Musings on Markets β€’ 0 implied HN points β€’ 04 Oct 10
  1. Investing in high dividend stocks can potentially yield higher returns compared to index funds, but it comes with risks. It's important to carefully choose companies that have stable dividends and solid financial health.
  2. Dividends can be cut by companies, meaning they aren't always reliable income sources. Investors should consider the potential for companies to reduce or eliminate these payments.
  3. Investors should aim for a diversified portfolio of high dividend stocks to minimize risk. This can help protect against downturns in specific sectors or companies.
Musings on Markets β€’ 0 implied HN points β€’ 27 Dec 08
  1. Many companies stick to their dividend payments, even during tough times. This shows their commitment to returning value to shareholders.
  2. In recent months, some companies have started changing their dividend habits due to market challenges. Pfizer, for example, didn't increase its dividend for the first time in over four decades.
  3. The uncertainty in capital markets is making companies more cautious. They are now prioritizing having cash reserves to weather potential financial troubles.

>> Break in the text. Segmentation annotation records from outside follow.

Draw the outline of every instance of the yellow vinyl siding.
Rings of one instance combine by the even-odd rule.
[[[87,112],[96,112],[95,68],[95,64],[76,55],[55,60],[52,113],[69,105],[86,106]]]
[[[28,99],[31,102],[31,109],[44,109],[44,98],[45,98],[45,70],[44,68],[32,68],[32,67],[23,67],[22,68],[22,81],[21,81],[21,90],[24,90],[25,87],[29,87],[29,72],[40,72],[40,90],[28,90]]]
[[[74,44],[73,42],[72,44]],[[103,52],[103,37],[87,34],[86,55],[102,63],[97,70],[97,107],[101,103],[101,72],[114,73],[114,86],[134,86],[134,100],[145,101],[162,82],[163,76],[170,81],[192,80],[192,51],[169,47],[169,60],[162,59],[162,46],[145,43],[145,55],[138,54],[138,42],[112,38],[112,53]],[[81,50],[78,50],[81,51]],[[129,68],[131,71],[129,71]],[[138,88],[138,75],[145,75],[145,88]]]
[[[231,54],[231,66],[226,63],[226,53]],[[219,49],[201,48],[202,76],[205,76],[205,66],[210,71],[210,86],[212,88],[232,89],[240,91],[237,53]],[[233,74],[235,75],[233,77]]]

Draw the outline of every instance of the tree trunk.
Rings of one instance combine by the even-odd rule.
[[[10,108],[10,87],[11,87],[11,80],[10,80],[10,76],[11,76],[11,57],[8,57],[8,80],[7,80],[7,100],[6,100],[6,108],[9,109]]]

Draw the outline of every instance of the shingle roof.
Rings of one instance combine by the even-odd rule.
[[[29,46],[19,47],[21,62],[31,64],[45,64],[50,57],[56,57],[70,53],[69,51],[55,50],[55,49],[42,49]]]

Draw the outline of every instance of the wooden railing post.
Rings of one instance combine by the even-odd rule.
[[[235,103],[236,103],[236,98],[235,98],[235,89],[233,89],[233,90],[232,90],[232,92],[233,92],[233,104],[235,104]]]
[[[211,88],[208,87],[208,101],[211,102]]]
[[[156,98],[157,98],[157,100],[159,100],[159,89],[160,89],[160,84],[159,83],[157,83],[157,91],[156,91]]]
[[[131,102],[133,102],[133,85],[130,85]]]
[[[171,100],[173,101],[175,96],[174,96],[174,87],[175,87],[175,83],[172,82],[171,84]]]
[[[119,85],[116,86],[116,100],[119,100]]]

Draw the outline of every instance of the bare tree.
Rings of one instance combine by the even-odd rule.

Musings on Markets β€’ 0 implied HN points β€’ 24 Nov 08
  1. When the dividend yield on stocks is higher than the treasury bond rate, it means stocks might be a better investment. This is particularly true if dividends are stable and predictable.
  2. Some worry that companies may cut dividends during tough economic times, which could lessen the appeal of stocks. This could happen if companies want to conserve cash.
  3. Focusing on companies with high dividends, little debt, and large cash reserves could be a smart strategy right now. These companies may offer better returns than safer investments like bonds.
Musings on Markets β€’ 0 implied HN points β€’ 04 Feb 18
  1. Dividends and cash returns are important for businesses, but many believe they signify failure instead of success. It's better for companies to return cash to shareholders rather than forcing it into poor investments.
  2. In reality, capital markets aren't always accessible, making it risky for companies to pay large dividends. If they overcommit to dividends, they could miss out on great investment opportunities.
  3. Many companies pay dividends out of habit, even when it may not be wise. This can lead to inefficiencies where they prioritize dividends over solid investment strategies.
First principles trivia β€’ 0 implied HN points β€’ 05 Dec 21
  1. Stock value comes from sources beyond just dividends, like stock buybacks, mergers, acquisitions, voting power, and potential future dividends.
  2. Companies may not pay dividends but can still provide shareholder value through mechanisms like stock buybacks, mergers, and acquisitions.
  3. The stock market functions as a prediction market for future company performance, with investors making long-term bets on potential returns, even if dividends are not immediate.